- Coat of arms
- Location of Zimmern ob Rottweil within Rottweil district
- Location of Zimmern ob Rottweil
- Zimmern ob Rottweil Zimmern ob Rottweil
- Coordinates: 48°10′05″N 08°35′28″E﻿ / ﻿48.16806°N 8.59111°E
- Country: Germany
- State: Baden-Württemberg
- Admin. region: Freiburg
- District: Rottweil

Government
- • Mayor (2017–25): Carmen Merz

Area
- • Total: 33.76 km^{2} (13.03 sq mi)
- Elevation: 663 m (2,175 ft)

Population (2023-12-31)
- • Total: 6,425
- • Density: 190.3/km^{2} (492.9/sq mi)
- Time zone: UTC+01:00 (CET)
- • Summer (DST): UTC+02:00 (CEST)
- Postal codes: 78658
- Dialling codes: 0741
- Vehicle registration: RW
- Website: www.zimmern-or.de

= Zimmern ob Rottweil =

Zimmern ob Rottweil (/de/, lit. 'Zimmern above Rottweil') is a municipality in the district of Rottweil, in Baden-Württemberg, Germany. The municipality includes the former independent municipalities Zimmern ob Rottweil, Flözlingen, Horgen and Stetten ob Rottweil. Zimmern is located on a plateau over the upper Neckar valley, the villages Horgen, Stetten and Flözlingen are located in the Eschach valley.

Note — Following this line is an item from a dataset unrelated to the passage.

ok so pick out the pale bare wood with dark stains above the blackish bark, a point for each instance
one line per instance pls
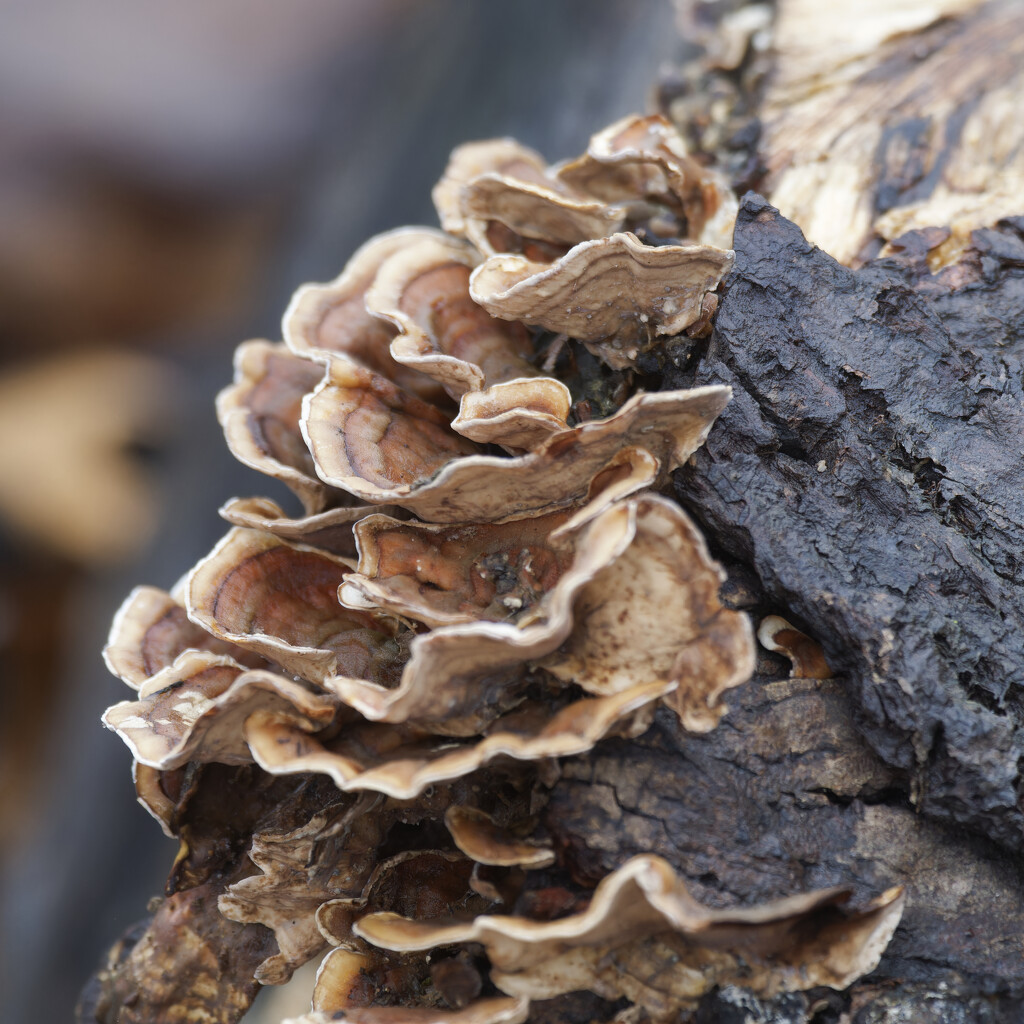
(884, 117)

==Nearby towns and municipalities==

The following towns and municipalities border Zimmern ob Rottweil:

Rottweil, Deißlingen, Niedereschach, Königsfeld im Schwarzwald, Eschbronn, Dunningen, Villingendorf

==History==
The first reference of Zimmern ob Rottweil dates back to 1275 AD, Flözlingen was mentioned for the first time in 779 AD, Horgen in 1306 AD, Setten ob Rottweil in 882 AD. There are archaeological proofs for Roman and Celtic settlements on the area of the contemporary municipality.